Saw it yesterday, and loved it. It’s been a year since I read the book, so some of the details have faded, but here’s my thoughts on some of the problems some of you have mentioned.
The character of Greta may have been all sympathetic and friendly, but she and her boyfriend are also drifter-types living on the edge, looking for any fast cash and only loyal to each other. Sure she may have been friendly, but the sight of all that cash was the clincher. I don’t think they recognized Amy, but they did recognize a fellow on-the-edge soul who wasn’t going to be able to go to the police about being robbed. And the movie didn’t change Amy’s appearance as much as she did in the book.
The origin of the baby was mentioned in two fast throwaway lines between Nick and Amy when she says she’s pregnant…he says something about the letter about the clinic saying the sample would be destroyed if they didn’t tell them otherwise, and Amy replies that she contacted the clinic and told them to NOT destroy it, but threw the letter away so Nick would find it and think the sample was lost…then when she reappeared, she had a way to get pregnant by him even though he refused to sleep with her.
Keep in mind the whole reappearance thing was only thought up when she realized that Desi wasn’t going to just give her money and keep quiet about her…he was truly obsessed with her, and was going to protect her in a very luxurious prison, though he didn’t consider it one…he was just keeping her secret. It was only after she realized how trapped she would be that she formulated a plan to eliminate the one person who knew she hadn’t been kidnapped by making him the kidnapper. When she saw the signals from Nick in the interview that he had figured out she was alive…the reference to being “taken to the woodshed” and the touching of his chin in their “tell no lies” secret sign, she hatched a plan to return home in the only way she could that would ensure no one would go to jail, and turn her into a heroic survivor…with a book deal and options for a film about her ordeal. She knew Nick now hated her guts, but she knew how to trap him to her side and still be protected from him.

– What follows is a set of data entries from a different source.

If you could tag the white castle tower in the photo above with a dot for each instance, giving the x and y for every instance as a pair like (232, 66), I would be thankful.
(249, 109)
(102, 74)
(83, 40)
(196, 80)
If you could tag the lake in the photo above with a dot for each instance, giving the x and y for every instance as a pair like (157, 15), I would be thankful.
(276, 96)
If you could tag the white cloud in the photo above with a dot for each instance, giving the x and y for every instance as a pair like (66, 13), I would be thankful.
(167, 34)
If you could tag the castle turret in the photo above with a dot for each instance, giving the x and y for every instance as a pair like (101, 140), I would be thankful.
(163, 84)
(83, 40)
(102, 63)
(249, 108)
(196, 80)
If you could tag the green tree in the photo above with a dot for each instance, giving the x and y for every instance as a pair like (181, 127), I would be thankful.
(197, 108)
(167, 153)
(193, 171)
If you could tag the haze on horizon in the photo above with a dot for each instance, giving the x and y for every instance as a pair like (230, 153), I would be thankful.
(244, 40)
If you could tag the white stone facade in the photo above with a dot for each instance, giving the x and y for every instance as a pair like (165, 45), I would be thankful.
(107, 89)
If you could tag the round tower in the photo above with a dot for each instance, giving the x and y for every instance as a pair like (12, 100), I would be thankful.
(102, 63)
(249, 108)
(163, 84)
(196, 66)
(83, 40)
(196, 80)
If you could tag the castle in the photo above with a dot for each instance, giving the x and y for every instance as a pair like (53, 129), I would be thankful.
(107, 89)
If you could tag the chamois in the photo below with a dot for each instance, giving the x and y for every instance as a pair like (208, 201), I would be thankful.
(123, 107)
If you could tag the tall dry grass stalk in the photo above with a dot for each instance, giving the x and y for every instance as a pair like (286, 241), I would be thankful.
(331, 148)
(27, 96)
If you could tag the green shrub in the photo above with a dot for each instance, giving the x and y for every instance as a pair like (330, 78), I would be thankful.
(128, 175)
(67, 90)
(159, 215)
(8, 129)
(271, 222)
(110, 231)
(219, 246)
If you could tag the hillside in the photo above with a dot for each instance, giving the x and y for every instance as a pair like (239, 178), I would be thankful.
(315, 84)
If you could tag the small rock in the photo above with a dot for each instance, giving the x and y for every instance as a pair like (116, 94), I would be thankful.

As to the lack of a wound to explain the blood…well, in her original plan, her body would either never be found, or found after being in the water a long time. The fact that she had to retro-fit Desi into the original plot meant there would be some inconsistencies she couldn’t account for. And I’m not sure the whole “continuing to fuck Desi while he’s dying” thing is obvious, as someone thought it was. I didn’t get that impression at all. Those movements could be interpreted as struggling to get disentangled, though I wasn’t watching her hips as much as watching Desi’s face, so maybe what I saw as “get this guy out of me” moves were something creepier.

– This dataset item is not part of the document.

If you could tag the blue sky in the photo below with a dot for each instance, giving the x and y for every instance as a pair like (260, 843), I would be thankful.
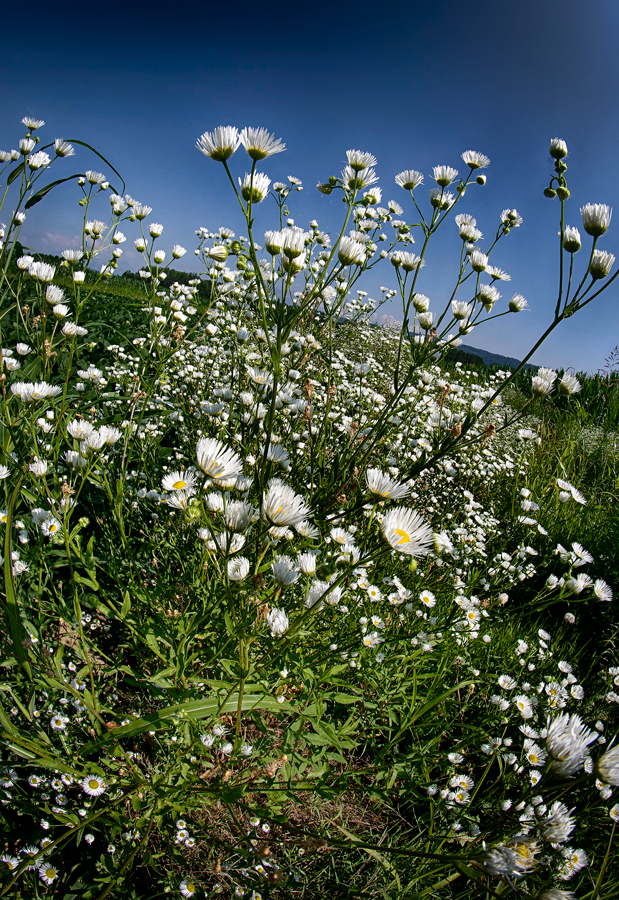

As unsympathetic a character as Nick is, we have to feel for him at the end, as he realizes he’s trapped (is she even really pregnant at this point, or is that a lie, too, but he knows she has the means to GET pregnant? I can’t remember from the book) for life by someone who will from now on always get her way. And wasn’t that really the source of most of Amy’s insanity…that once she stopped getting her way in life…when she had to give her parents the money that would have kept her and Nick afloat until they could start new careers, the fact that she had no say in moving to Missouri to care for Nick’s mom, that she didn’t have a say in the bar that Nick guilted her into financing…once she had no control over her life, she spun completely out of control and decided Nick had to pay for her unhappiness. I think the ending is more satisfying than having her machinations unspooled…not from a sense of justice standpoint, but from a “this is what makes this movie a true horror story” standpoint.